Imagine how those messages, given to teachers, would filter down to the children in our schools.

I am one of the luckiest teachers I know. I have people over me who send me those messages, who encourage my creativity, who encourage me to be the best teacher I can be, who tell me that what I am doing is exactly what I am supposed to be doing. I am grateful for that fact every day.

But I have also heard the negative messages, and gotten very down.

As the school year starts, listen to the most positive messages you have available to you. If you don't have any positive messages coming your way-- go back and read the ones I listed above.

Someone should be saying those things to all teachers. Someone should be saying those things to you.

But if no one is saying them to you, say them to yourself. Find another teacher you trust and say them to each other.

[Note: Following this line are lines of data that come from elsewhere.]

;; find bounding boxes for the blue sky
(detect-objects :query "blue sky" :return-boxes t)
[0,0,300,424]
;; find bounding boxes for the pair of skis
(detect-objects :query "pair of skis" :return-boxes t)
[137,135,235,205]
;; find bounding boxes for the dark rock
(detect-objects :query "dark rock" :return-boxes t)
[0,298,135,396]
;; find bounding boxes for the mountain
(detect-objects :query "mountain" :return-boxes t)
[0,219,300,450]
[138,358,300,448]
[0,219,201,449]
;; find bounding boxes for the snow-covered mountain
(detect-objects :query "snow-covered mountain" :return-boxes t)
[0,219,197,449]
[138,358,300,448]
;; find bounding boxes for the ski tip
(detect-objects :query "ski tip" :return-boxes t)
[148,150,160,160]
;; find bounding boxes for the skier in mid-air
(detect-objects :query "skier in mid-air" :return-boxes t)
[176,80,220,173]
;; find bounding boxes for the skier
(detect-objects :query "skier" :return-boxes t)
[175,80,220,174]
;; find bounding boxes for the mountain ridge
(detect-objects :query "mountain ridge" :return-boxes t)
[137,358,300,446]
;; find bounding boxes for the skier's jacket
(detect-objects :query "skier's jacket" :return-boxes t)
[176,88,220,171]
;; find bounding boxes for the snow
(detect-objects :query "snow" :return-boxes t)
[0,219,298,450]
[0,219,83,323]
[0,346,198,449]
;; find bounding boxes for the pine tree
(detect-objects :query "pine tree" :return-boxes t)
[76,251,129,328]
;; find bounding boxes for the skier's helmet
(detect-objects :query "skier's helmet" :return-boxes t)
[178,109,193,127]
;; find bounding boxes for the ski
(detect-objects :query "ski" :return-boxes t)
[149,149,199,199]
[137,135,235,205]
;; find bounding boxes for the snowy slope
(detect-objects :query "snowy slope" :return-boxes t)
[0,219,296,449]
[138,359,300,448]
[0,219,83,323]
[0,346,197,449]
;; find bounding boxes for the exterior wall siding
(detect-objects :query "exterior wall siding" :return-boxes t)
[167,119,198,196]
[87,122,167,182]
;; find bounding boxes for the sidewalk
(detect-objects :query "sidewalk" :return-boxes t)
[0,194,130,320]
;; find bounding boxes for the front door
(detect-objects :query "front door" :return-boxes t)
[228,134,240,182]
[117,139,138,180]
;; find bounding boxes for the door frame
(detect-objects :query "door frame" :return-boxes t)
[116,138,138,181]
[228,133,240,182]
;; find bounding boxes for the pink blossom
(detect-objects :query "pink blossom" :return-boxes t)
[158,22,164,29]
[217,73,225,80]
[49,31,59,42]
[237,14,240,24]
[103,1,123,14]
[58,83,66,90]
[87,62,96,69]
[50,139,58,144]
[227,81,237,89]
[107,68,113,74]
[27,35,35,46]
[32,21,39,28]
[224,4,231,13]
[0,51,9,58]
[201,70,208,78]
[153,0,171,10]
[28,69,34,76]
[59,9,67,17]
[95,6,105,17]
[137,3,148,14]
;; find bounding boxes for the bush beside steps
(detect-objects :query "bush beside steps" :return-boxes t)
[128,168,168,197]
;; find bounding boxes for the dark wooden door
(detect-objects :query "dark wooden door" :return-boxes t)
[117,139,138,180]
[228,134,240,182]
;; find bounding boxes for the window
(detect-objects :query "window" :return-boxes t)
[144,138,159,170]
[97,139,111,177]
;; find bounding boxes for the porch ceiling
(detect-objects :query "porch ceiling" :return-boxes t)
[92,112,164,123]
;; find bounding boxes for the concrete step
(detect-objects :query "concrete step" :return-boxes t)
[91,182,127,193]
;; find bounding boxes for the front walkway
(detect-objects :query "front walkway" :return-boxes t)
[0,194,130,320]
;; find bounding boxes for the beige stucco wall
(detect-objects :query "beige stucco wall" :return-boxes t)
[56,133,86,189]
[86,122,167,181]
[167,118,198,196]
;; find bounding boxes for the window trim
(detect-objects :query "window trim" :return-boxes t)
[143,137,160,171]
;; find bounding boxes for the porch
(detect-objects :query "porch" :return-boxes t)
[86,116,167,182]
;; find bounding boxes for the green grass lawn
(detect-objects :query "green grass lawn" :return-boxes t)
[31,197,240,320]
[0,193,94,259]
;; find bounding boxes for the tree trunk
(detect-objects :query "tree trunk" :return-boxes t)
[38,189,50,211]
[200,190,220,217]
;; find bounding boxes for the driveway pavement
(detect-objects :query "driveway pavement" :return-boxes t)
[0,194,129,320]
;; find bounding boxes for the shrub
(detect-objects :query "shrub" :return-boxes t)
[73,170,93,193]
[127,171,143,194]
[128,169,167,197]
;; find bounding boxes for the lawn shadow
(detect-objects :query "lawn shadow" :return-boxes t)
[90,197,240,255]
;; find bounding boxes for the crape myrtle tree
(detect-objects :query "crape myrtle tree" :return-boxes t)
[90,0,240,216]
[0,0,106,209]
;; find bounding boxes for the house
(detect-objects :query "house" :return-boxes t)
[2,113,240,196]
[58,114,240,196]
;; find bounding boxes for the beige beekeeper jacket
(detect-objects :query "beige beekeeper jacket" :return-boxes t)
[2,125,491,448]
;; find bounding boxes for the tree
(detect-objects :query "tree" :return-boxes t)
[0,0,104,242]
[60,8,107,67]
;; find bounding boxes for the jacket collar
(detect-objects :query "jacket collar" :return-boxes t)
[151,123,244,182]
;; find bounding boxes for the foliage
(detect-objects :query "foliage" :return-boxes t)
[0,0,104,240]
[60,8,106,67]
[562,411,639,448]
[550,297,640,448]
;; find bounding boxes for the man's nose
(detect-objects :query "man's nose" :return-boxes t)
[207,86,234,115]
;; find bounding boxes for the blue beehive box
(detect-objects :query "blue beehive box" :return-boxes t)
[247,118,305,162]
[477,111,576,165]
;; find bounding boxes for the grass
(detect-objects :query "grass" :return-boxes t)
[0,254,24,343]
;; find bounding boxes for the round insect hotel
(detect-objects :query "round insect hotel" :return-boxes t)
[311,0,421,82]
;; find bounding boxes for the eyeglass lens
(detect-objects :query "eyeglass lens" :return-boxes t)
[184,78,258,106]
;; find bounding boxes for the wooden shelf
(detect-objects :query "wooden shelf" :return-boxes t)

The message has got to change.

And once the message is right, we need to stay on message.

Thursday, August 7, 2014

Mr. Fitz's UN-common UN-standards

If you are going to speak out against things, as I often do, I think it is good to also say what you are for. I don't want to just be against the current version of education reform; I also want to be for certain things to be happening in education. So I decided to follow up my critique of the Common Core Standards and their author, David Coleman, with a different series... my own set of standards that represented what I was for in education, rather than what I was against.

I quickly discovered that it's very difficult to write standards without becoming a "standardisto" yourself, just as Mr. and Mrs. Fitz discover in the strips below. The very idea of standards has become so associated with things you try to cram down kids throats ("Students will use apostrophes correctly!") that I knew my standards needed to be named, and phrased, differently.

Once the name and format were set, I set about coming up with the UN-standards. I discovered that standards-writing becomes addictive, which may explain why there are so many of them, and I decided to limit myself to a newspaper-week's worth of strips, Monday through Saturday.

I've thought of some more I could add since then, but for now I'll let these stand. I'm pretty happy if my students can wrap their brains around these ideas.

I'd be even happier if a few education reformers could as well.